Reputation: 15
So I am trying to scrape different types of information for all players in the premier league, from transfermarkt page.
The relevant code is:
# Create empty list for player link
playerLink1 = []
playerLink2 = []
playerLink3 = []
#For each team link page...
for i in range(len(Full_Links)):
#...Download the team page and process the html code...
squadPage = requests.get(Full_Links[i], headers=headers)
squadTree = squadPage.text
SquadSoup = BeautifulSoup(squadTree,'html.parser')
#...Extract the player links...
playerLocation = SquadSoup.find("div", {"class":"responsive-table"}).find_all("a",{"class":"spielprofil_tooltip"})
for a in playerLocation:
playerLink1.append(a['href'])
[playerLink2.append(x) for x in playerLink1 if x not in playerLink2]
#...For each player link within the team page...

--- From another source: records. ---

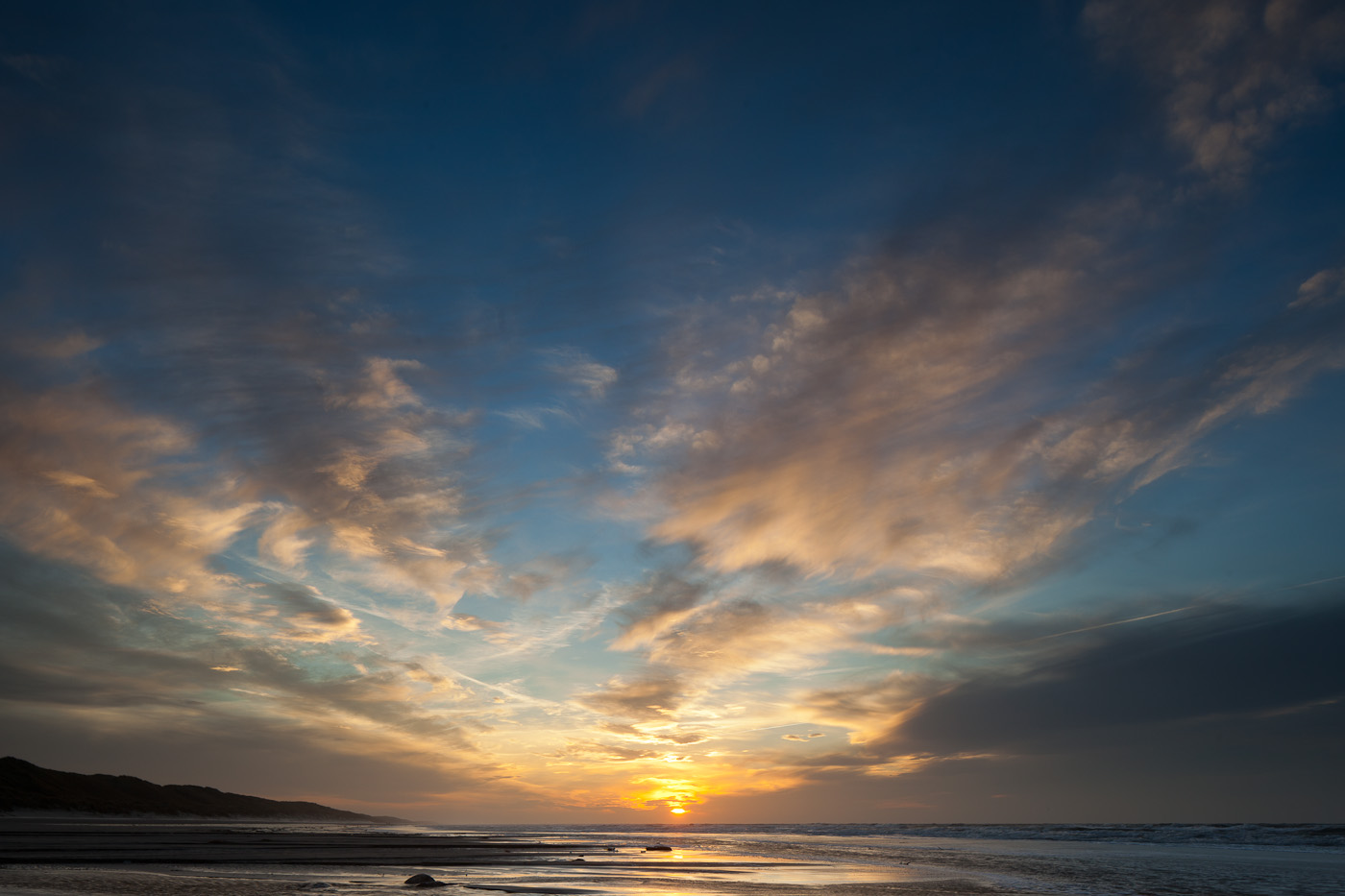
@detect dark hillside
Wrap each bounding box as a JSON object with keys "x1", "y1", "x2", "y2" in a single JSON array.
[{"x1": 0, "y1": 756, "x2": 403, "y2": 823}]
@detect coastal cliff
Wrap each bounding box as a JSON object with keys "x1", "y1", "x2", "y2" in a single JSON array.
[{"x1": 0, "y1": 756, "x2": 404, "y2": 823}]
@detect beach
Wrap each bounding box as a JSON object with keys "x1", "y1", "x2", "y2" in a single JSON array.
[{"x1": 0, "y1": 819, "x2": 1345, "y2": 896}]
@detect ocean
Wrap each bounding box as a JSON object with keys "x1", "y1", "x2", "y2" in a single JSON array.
[{"x1": 0, "y1": 822, "x2": 1345, "y2": 896}]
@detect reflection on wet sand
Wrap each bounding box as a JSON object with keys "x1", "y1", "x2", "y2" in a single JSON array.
[{"x1": 0, "y1": 819, "x2": 946, "y2": 896}]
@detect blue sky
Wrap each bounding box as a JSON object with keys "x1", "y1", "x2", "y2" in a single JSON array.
[{"x1": 0, "y1": 0, "x2": 1345, "y2": 823}]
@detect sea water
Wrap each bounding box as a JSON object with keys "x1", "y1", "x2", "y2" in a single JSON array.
[{"x1": 0, "y1": 825, "x2": 1345, "y2": 896}]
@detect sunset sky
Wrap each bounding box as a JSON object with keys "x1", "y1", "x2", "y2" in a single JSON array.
[{"x1": 0, "y1": 0, "x2": 1345, "y2": 823}]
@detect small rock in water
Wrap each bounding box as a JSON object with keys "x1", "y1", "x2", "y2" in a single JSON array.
[{"x1": 404, "y1": 872, "x2": 448, "y2": 886}]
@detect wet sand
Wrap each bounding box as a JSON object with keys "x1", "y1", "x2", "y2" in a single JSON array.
[{"x1": 0, "y1": 818, "x2": 952, "y2": 896}]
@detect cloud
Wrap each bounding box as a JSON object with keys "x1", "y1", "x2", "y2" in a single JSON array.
[
  {"x1": 575, "y1": 670, "x2": 687, "y2": 721},
  {"x1": 545, "y1": 347, "x2": 618, "y2": 399},
  {"x1": 1083, "y1": 0, "x2": 1345, "y2": 184},
  {"x1": 871, "y1": 592, "x2": 1345, "y2": 755},
  {"x1": 1288, "y1": 268, "x2": 1345, "y2": 308},
  {"x1": 613, "y1": 221, "x2": 1342, "y2": 584}
]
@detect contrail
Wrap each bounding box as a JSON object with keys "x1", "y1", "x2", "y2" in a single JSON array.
[
  {"x1": 1023, "y1": 602, "x2": 1194, "y2": 644},
  {"x1": 1284, "y1": 576, "x2": 1345, "y2": 591}
]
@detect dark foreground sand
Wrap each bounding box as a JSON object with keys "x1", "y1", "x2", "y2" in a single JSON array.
[{"x1": 0, "y1": 818, "x2": 965, "y2": 896}]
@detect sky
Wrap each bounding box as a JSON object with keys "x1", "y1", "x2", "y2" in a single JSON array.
[{"x1": 0, "y1": 0, "x2": 1345, "y2": 823}]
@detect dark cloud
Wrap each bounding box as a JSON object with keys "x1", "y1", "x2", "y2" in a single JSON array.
[{"x1": 870, "y1": 592, "x2": 1345, "y2": 756}]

for j in range(len(playerLink2)):
#...Save the link, complete with domain...
temp2 = "https://www.transfermarkt.co.uk" + playerLink2[j]
#...Add the finished link to our teamLinks list...
playerLink3.append(temp2)
#Populate lists with each player
#For each player...
for i in range(len(playerLink3_u)):
#...download and process the two pages collected earlier...
playerPage = requests.get(playerLink3_u[i], headers = headers)
playerTree = playerPage.text
PlayerSoup = BeautifulSoup(playerTree,'html.parser')
#...find the relevant datapoint for each player, starting with name...
tempName = PlayerSoup.find("div", {"class":"spielerdaten "}).find_all("a",{"class":"spielprofil_tooltip"})
The problem is that in the last line, "tempName" (which is wrong), I do not have any class to find the the name of the soccer player.
This is the link for a player https://www.transfermarkt.co.uk/ederson/profil/spieler/238223
Any tips for how I can extract data, from this HTML code, as I need more data from the same place in addition to the name?
Upvotes: 0
Views: 432
Reputation: 1937
I don't know if it is a real solution for your case but maybe you could use the xpath of the element instead of it's class. The Xpath is the path of the HTML code to the very specific element. So, in case the name of the player is in the same position of the HTML script in every page, then you can scrape that element every time
To find the xpath in Firefox you have to find the element in inspector mode, right click it -> copy -> Xpath
Upvotes: 0
Reputation: 28595
The page is dynamic and rendered after the initial request. You'll have to access the data through an api (if available), or use a browser simulation like Selenium to open the page, let it render, and then pull the html:
import pandas as pd
from selenium import webdriver
driver = webdriver.Chrome('C:/chromedriver_win32/chromedriver.exe')
playerPage = driver.get('https://www.transfermarkt.co.uk/ederson/profil/spieler/238223')
df = pd.read_html(driver.page_source)[0]
Output:
print (df.to_string())
0 1
0 Full name: Ederson Santana de Moraes
1 Date of birth: Aug 17, 1993
2 Place of birth: Osasco (SP)
3 Age: 26
4 Height: 1,88 m
5 Citizenship: Brazil Portugal
6 Position: Goalkeeper
7 Foot: left
8 Player agent: Gestifute
9 Current club: Manchester City
10 Joined: Jul 1, 2017
11 Contract expires: 30.06.2025
12 Date of last contract extension: May 13, 2018
13 Outfitter: Nike
14 Social media: NaN
Upvotes: 1